The more that my family has allowed people to support us, the less turbulent the waters have felt. During Christmas, the Lassiters came by to sing carols, my parents friends stayed at the hospital all day, people have asked what they can do, and people we don't even know are praying for him. And my sweet friends, colleagues, and students, gosh, they remind me that I have a pretty great posse to be grateful for.

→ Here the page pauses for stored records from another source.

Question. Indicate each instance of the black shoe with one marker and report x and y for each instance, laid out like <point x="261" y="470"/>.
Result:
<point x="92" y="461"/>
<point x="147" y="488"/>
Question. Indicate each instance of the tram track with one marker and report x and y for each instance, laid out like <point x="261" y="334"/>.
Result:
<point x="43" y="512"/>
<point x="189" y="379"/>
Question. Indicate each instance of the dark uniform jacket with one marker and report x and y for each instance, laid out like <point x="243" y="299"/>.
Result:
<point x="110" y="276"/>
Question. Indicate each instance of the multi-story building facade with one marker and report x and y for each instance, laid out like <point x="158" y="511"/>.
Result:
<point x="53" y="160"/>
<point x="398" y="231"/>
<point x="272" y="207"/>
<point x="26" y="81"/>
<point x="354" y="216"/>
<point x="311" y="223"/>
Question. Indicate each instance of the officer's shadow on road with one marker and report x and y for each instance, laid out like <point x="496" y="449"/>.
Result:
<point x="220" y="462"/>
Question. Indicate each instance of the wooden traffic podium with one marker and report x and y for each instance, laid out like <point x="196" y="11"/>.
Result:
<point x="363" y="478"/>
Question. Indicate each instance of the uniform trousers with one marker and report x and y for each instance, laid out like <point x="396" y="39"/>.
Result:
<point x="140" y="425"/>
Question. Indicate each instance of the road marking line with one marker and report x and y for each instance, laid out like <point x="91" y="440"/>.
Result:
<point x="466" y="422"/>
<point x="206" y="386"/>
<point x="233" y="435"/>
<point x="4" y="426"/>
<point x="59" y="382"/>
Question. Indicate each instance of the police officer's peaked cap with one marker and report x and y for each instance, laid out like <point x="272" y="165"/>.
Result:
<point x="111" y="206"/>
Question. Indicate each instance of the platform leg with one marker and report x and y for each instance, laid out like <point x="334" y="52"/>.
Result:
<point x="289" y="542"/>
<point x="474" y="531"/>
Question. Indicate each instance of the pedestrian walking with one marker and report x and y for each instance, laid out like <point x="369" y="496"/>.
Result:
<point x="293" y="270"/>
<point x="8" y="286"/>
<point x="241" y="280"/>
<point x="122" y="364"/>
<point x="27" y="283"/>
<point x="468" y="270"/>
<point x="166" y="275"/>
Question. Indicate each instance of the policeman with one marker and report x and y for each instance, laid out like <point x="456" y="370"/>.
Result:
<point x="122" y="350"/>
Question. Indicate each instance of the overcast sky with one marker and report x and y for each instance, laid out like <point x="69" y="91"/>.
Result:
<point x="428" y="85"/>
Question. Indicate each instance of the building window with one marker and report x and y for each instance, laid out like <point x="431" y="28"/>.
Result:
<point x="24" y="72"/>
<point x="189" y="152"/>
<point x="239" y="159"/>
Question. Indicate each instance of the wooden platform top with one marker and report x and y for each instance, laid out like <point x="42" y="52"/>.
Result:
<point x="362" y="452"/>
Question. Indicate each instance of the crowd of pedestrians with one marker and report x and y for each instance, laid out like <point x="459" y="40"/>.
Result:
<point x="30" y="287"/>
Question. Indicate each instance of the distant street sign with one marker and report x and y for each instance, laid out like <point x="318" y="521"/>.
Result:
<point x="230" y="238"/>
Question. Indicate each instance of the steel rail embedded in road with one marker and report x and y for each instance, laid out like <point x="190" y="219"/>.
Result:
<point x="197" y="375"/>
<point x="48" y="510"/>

In the midst of this really hard thing, we are surrounded by the greatest gift, love. Not always strong but full of faith. Whatever today’s results are, I hope that we continue to be open to receiving this gift. And when the time comes that we can contribute, I hope that we give the same generosity others have shown us.

1 comment:

Rosa said...

Oh Jessica! I am sorry for what you are facing. We went through that a few years back with my daddy (yep, I still call him that too) and I so related to your sentence:

"Surprisingly, the cancer does not seem like the hardest part, it is all the things that are a result of it."

What I want you to know (besides that I am praying) is that there are great things that are a result of it too! Things like deepened relationships; appreciation for the little moments; smiling at quirks instead of letting them irritate you; a growing faith. It's no accident that this comes as you seek to pursue your commitment to grow in faith in a deeper way. The timing alone is a reminder that Someone has you and your family wrapped in arms of love. :)

And so yes, the stuff that comes with the diagnosis is the hardest. But in an odd way, it's also the best.